Ich musste dann die Erfahrung machen, dass der Antisemitismus in der DDR keineswegs ausgerottet war. In dem Moment, als ich meinen Klassenkameraden erzählte, dass ich jüdisch bin, wurde es heftig. Das reichte vom Davidstern im Briefkasten bis zu Mitschülern, die hinter mir herliefen und antisemitische Parolen riefen. Es war ein Schock für mich. Ich bin zunächst in der Schule offen damit umgegangen, habe den Lehrern Fragen gestellt. Aus heutiger Sicht war das natürlich reichlich naiv. Aber da ich zu Hause keine Antworten erhielt, fragte ich eben dort, was meine Herkunft bedeutet.
Die damalige Direktorin hat mir dann nach all den Schwierigkeiten empfohlen, die Schule zu wechseln, was ich als Jugendliche höchst ungerecht fand. Denn nicht die anderen, die Schuldigen, mussten gehen, sondern ich. Tatsache war dann aber, dass mir der Wechsel sehr guttat. Das hing auch damit zusammen, dass es an der neuen Schule eine Lehrerin gab, die sich mit der Geschichte des Judentums hervorragend auskannte und meine Neugier im eher privaten Rahmen stillen konnte.

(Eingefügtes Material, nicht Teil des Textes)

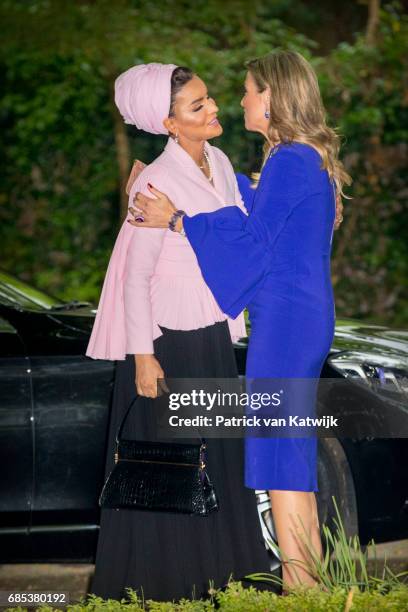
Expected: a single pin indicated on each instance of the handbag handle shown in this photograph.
(120, 428)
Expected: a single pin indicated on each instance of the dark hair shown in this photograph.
(180, 76)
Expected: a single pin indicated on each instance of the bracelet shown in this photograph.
(173, 220)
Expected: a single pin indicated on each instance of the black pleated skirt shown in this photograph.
(166, 556)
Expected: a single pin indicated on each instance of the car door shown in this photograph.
(71, 409)
(16, 444)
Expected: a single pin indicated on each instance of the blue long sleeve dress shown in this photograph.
(276, 262)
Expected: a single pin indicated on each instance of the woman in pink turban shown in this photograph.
(157, 318)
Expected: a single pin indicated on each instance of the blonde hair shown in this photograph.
(296, 109)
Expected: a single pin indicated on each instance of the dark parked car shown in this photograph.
(54, 411)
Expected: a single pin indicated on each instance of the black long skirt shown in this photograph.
(166, 556)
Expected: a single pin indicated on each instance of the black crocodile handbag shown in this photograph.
(159, 476)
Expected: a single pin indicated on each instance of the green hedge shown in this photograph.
(238, 599)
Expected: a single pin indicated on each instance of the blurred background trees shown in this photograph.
(66, 152)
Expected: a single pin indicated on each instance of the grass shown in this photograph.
(344, 584)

hinweise Als Kind spürt man, wenn in der eigenen Familie irgendetwas nicht stimmt, auch wenn man es nicht in Worte zu fassen vermag. Als ich entdeckte, dass wir Juden sind, erklärte das für mich einiges. Immer mal wieder gab es Hinweise, dass wir anders sind, aber ich habe das nie zuordnen können, und niemand hat etwas erklärt. Es hat viel Zeit gebraucht, aber inzwischen verstehe ich besser, warum meine Eltern so sind, wie sie sind.

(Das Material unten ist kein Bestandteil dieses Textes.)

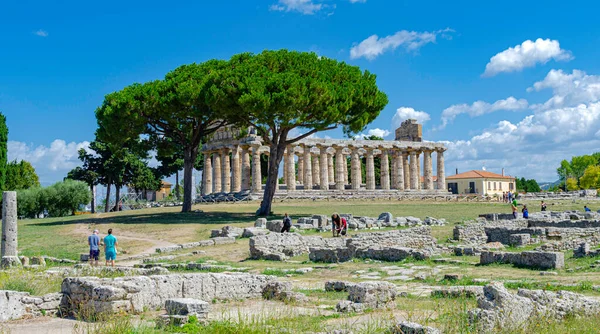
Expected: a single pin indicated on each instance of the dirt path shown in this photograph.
(84, 230)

Mit etwa sieben Jahren habe ich zum Beispiel meine Großmutter auf ihre auf dem Arm eintätowierte Nummer angesprochen, woraufhin sie einen hysterischen Anfall bekam, der mich ungemein verstörte. Das hatte traurigerweise zur Folge, dass ich mit dieser Großmutter, die Bergen-Belsen und Auschwitz überlebt hatte, nichts mehr zu tun haben wollte. Erst sehr viel später, als sie schon dement war, gab es so etwas wie eine Versöhnung zwischen uns.

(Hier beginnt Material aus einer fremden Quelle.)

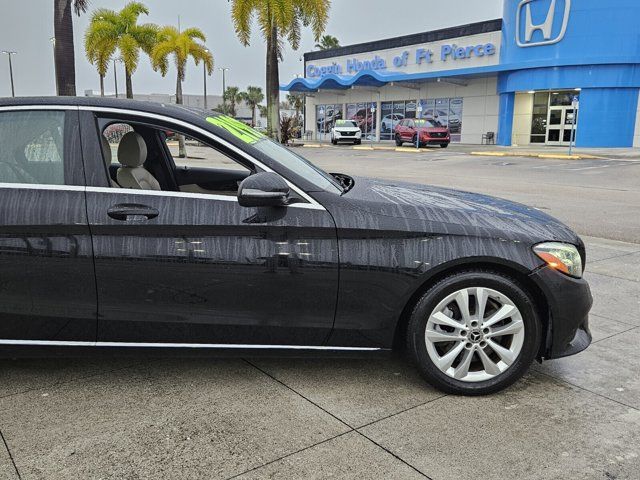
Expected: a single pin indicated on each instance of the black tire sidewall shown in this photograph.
(501, 283)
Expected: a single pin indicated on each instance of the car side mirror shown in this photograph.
(263, 189)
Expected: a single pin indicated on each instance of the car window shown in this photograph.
(31, 147)
(113, 134)
(278, 153)
(163, 172)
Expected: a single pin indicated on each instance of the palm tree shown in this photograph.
(297, 103)
(171, 42)
(278, 20)
(232, 97)
(64, 50)
(99, 51)
(110, 30)
(180, 45)
(328, 42)
(252, 97)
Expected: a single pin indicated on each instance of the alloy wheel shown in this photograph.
(474, 334)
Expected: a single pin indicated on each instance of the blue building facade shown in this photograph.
(563, 70)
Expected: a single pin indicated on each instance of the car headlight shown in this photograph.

Das war, wenn man so will, mein erstes spirituelles Erlebnis. Ich legte einen Stein auf den Grabstein ihres verstorbenen Mannes, meines Großvaters. Meine Omi war schockiert und fragte mich, ob ich wisse, was das bedeute. Das habe mir doch keiner beigebracht, sagte sie. In diesem Moment, so glaube ich, hat sie mich zum ersten Mal tatsächlich wahrgenommen. Dann fing meine Großmutter an, ein hebräisches Ge-bet zu rezitieren. Ich war überrascht, war mir doch bis dahin völlig unbekannt, dass meine Familie in irgendeiner Weise religiös sein könnte. Für mich war diese Nähe und das gesprochene Gebet der entscheidende Moment, in dem sie etwas von unserem jüdischen Erbe an mich weitergegeben hat.